Sous la pâle lueur d'une flamme en déclin, Tristement agitée par les autans gélides, Face au chevalet brut, face au vide opalin, Se dresse un malheureux, un peintre sous l'égide
De ses tourments criards. Et son cœur éperdu Souhaite pouvoir chanter sur le lin de la toile Sa Lenore perdue, Ces traits qui provoquaient la pâleur des étoiles.
Rien n'était beau comme elle, et pourtant elle est morte Et son corps gît lointain, dans les mers méconnues, Et son âme est éteinte, en les sombres cohortes Des ombres trépassées au lignage inconnu.
Ce soir veut-il la peindre et ainsi l'honorer, Quoique soient bien tenus les moyens de cet homme: Des éparses couleurs, un crin détérioré, Quelque peu de génie et voilà tout en somme.
Et son pinceau se tient sous le feu déclinant, Cette unique lueur dans la nuit qui s'avance. De son agile dextre aux longs doigts élégants, Il saisit l'instrument, prince de sa souffrance,
De sa blanche senestre au poignet résolu, Il s'empare bientôt de sa faible palette. Qu'elle est pauvre en couleurs. Et pourtant l'éperdu Célèbre brillamment sa douce amie portraite.
Comme la forte nef fend les flots de regrets, Sur toile l'outil vélocement s'élance Et le blanc se colore et le blanc disparaît, Et vacille le feu dans la nuit qui s'avance.

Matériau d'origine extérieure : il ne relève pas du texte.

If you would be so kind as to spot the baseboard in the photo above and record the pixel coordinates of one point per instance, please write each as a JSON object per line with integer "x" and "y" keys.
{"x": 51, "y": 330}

Et le temps qui passait vit les traits se tracer : D'abord la blanche main, sa finesse insolente, Puis son bras rafiné, ce beau membre élancé, L'épaule enfin est peinte, aux courbes indolentes.
Sa douce peau laiteuse est habillée de soie, Aux teintes de grenat et à celles de sang, L'étoffe des seigneurs et puis celle des rois, Ce tissu usité qu'elle aimait tellement.
Au menton se suspend le crin pris de dépit : La mémoire s'estompe ainsi que son essence. Il pleure de douleur, de celle de l'oubli, Son visage est couvert par la nuit qui s'avance.
Voilà le temps qui passe, Le temps qui tout efface.